Bernie Sanders' Sexually Explicit Essay Resurfaces
The campaign calls it "a dumb attempt at dark satire."
— -- Sen. Bernie Sanders’s 2016 presidential campaign was thrown a curveball this week after an essay he penned in 1972, at the age of 30, about gender stereotypes and sexual fantasies resurfaced.
Titled "Man-and-Woman" the short essay includes graphic sentences about male and female rape fantasies. "A woman enjoys intercourse with her man -- as she fantasizes about being raped by 3 men simultaneously," it reads.
Written in a stream-of-consciousness style with incomplete sentences and partial dialogue, the short seems to present a couple struggling with ideas of gender roles, sexuality, and female submissiveness.
Sanders's campaign called the essay "a dumb attempt at dark satire ... that in no way reflects his views on women."
The essay was published in an alternative newspaper, Vermont Freeman, according to the news outlet Mother Jones, which featured an image of the essay in a profile piece this week about the senator.
According to campaign spokesperson Michael Briggs, it was "intended to attack gender stereotypes back in the 1970s, though it is as stupid today as it was back then."
"When Bernie got into this race he understood there would be attempts to distract voters from the real issues. He is determined to run a campaign that takes on big issues facing the American people and not a campaign of salacious gossip or anything like that," Briggs continued.
A second article from Mother Jones this morning includes an opinion piece written by Sanders while he was in college in 1963 at the University of Chicago in the campus newspaper. In it, he advocates for sexual liberalization.
"The administrators of this university have the right to believe that unmarried students should not engage in sexual intercourse. ... However, it is inconceivable and intolerable that these men should have the right to forcibly impose their moral, social, and sexual beliefs on the 2000 student of the college."
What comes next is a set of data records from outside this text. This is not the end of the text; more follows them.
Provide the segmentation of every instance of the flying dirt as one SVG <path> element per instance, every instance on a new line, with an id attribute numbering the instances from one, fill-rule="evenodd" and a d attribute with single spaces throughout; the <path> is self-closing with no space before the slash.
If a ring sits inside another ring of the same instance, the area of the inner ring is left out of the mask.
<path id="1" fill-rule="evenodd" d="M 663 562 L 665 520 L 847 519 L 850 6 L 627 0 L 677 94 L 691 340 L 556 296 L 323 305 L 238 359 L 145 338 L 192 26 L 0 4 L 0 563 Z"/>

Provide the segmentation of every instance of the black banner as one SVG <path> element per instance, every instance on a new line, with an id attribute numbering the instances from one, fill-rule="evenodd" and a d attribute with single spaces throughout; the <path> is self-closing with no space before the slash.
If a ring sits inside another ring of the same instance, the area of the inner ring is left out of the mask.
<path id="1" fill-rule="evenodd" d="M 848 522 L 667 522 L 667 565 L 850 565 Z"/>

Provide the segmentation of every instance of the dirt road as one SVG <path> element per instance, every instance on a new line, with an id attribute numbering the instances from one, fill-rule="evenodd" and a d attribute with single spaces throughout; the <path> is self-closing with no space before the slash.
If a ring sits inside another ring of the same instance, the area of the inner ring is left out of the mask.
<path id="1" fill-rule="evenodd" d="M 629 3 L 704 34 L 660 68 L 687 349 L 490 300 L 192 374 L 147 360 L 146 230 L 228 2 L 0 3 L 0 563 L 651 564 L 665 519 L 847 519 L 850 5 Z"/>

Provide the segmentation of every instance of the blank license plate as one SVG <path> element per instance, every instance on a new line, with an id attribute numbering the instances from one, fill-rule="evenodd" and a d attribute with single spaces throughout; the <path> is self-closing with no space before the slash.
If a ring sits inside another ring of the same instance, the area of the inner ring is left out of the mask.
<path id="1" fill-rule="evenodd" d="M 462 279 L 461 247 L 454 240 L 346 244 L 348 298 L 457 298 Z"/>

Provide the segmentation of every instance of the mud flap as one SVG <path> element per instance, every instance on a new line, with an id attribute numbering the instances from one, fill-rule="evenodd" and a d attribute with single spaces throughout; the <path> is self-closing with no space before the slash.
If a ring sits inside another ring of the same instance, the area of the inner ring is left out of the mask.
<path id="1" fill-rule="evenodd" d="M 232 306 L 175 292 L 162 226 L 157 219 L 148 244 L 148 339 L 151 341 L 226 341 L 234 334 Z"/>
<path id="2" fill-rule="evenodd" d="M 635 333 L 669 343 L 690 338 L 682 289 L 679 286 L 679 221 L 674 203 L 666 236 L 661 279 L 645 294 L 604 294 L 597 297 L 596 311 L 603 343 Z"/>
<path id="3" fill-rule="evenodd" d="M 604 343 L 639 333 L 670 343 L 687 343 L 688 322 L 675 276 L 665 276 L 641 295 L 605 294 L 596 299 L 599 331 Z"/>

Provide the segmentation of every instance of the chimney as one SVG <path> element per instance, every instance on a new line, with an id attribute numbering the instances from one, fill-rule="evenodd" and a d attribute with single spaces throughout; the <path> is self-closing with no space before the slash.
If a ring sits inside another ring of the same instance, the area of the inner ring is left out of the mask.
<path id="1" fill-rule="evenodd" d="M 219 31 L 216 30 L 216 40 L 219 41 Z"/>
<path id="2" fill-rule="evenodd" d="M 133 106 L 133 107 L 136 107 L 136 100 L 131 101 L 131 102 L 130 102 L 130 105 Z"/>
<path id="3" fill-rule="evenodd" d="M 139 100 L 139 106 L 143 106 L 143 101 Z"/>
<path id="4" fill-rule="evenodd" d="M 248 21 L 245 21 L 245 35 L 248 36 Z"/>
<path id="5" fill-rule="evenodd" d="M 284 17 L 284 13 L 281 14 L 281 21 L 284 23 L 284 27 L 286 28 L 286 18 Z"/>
Sanders, a self-identified Democratic Socialist and independent on Capitol Hill, was the second candidate to officially enter the race for the democratic nomination, along with former Secretary of State Hillary Clinton. According to a Quinnipiac University poll out Thursday, Sanders is polling at 15 percent, compared to Clinton's 57 percent, among Democratic voters nationwide. He continues a campaign kickoff tour this week in New Hampshire and Iowa.